Она подняла руку и машинально потерла горящую щеку. Там на щеке – след от кнута. От кнута!
— Эй! Девка! Бросай железку, а не то поранишься! — насмешливо кричал ей всадник со спины своего низкорослого и мохнатого коня.
— А ты пойди и забери! — процедила ему в ответ. Она – свободна, на руках и ногах нет кандалов, в ее руке – оружие. Все, чего она так ожидала все это время, пока подлые предатели ее семьи – захватили ее в плен и продали на рынке, а покупатели – преподнесли в дар какому-то старому варвару. Она уже пыталась бежать, дважды. Потому на нее и надели кандалы, которые варвар снял только вчера, в день, когда должен был возлечь с ней… но ночью случился пожар. Ночью случилось нападение. И едва открыв глаза – она тут же была связана длинной веревкой. Но в ее ладони был сжат наконечник от стрелы, который она успела выдернуть из войлочной подкладки. Острый и широкий наконечник, предназначенный для недоспешного воина, чтобы пустить кровь волной, такой вполне может служить небольшим ножом, таким вот наконечником можно и упряжь подлатать и даже варенного мяса с костей наскрести… и конечно же веревку перерезать. Чуть отойти от стойбища, подальше, вместе с причитающими девушками и женщинами, связанными одной веревкой в вереницу, чуть отойти… перерезать веревку. Но сперва – привлечь внимание погонщиков, их не так уж и много. Но они шли и шли, а погонщиков было слишком много для нее одной. Она наверняка сумеет убить одного, застав его врасплох. Если повезет – то двоих. А потом? Сразится с десятком воинов? Нет, в свои лучшие времена она бы наверное сумела… в конце концов ее с детства обучали искусству пресечения боя, обучали как иметь дело с превосходящим противником. Такие как она – всегда слабее чем мужчины. Однако с момента как в ее руке появляется меч – все может измениться. В борьбе она проиграет любому мужчине, но фехтование — это не борьба. Это искусство. И будь у нее в руке ее фамильный цзянь с длинным, прямым лезвием и навершием в виде цветка лотоса, с прикрепленной к ней красной шелковой кистью на длинном шнуре – она бы, наверное, смогла. Меч в руке, настоящий, хороший меч, а еще – если бы ее руки не дрожали от голода и усталости, если бы ее босые ноги не были сбиты в кровь долгой прогулкой в веревках под окрики погонщиков и тычки древком копья в спину. Если бы…

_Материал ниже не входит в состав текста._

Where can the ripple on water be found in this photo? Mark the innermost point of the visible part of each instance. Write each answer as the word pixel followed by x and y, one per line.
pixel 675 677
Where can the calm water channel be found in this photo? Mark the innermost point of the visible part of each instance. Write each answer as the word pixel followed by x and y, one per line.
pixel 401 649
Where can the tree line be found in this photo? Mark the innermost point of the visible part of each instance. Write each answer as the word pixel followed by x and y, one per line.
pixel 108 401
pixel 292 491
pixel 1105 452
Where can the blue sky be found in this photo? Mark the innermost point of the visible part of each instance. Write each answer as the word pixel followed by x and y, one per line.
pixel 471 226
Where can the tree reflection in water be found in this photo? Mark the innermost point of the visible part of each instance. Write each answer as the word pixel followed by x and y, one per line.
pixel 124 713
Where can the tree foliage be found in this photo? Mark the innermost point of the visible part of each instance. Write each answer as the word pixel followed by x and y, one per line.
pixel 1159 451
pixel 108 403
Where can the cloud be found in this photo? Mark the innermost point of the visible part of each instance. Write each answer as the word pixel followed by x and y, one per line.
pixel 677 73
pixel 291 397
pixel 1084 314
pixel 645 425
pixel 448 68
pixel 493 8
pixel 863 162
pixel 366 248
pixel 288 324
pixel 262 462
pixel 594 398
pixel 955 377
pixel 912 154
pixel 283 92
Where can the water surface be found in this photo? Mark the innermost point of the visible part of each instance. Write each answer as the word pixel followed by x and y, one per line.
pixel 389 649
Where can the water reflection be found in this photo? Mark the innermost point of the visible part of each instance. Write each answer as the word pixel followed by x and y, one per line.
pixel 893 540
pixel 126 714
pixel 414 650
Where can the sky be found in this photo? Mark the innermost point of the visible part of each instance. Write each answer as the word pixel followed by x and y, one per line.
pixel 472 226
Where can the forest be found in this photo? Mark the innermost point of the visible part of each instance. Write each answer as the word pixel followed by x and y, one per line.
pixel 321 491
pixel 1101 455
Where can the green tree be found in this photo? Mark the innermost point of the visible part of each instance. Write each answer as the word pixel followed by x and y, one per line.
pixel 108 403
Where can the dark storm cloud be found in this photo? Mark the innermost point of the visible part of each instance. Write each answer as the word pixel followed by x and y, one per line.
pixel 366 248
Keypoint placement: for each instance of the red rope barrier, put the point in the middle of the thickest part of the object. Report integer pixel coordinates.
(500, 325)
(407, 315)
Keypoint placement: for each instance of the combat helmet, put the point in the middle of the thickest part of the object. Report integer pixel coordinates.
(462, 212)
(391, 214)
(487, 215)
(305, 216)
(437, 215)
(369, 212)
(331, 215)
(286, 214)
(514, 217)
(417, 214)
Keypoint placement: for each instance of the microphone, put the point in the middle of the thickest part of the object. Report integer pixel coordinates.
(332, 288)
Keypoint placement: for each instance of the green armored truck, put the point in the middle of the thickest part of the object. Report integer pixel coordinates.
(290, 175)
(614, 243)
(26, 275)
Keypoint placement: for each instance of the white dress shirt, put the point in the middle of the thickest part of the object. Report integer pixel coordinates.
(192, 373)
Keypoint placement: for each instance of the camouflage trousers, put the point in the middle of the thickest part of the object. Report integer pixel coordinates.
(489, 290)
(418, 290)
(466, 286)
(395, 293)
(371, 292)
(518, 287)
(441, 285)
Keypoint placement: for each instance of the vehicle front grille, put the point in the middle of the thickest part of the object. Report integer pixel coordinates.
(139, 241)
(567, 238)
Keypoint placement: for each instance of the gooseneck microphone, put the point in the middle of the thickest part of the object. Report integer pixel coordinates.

— Слушай, я тебя по-хорошему прошу. — всадник наклонился вперед, перегибаясь через луку седла: — выкинь ты эту железку, ты же все равно ею махать не умеешь, я же вижу.
— А ты с коня своего слезь и подойди поближе, – ответила она, взвешивая в руке кривую уханьскую саблю. Баланс здорово смещен к острию, тяжелей, чем она привыкла, плохая сталь, неудобная рукоять… нет, она, конечно, сможет что-то показать и с этой железякой в руке, но такое оружие вообще не предназначено для фехтования. Уханьская сабля предназначена для одного – чтобы приподняться на стременах и вот так – обрушить на пешего удар сверху вниз, да с оттягом, так, чтобы аж в ладони отдалось. Подлое оружие. Не для фехтования, когда равный с равным, стоя на земле, а для того, чтобы добить спешенного или безоружного.
— Я же еще раз кнутом тебя могу перетянуть. – всадник распустил кольца свернутого кнута к земле: - и вообще бить до тех пор, пока ты эту штуковину не в силах будешь в руках держать.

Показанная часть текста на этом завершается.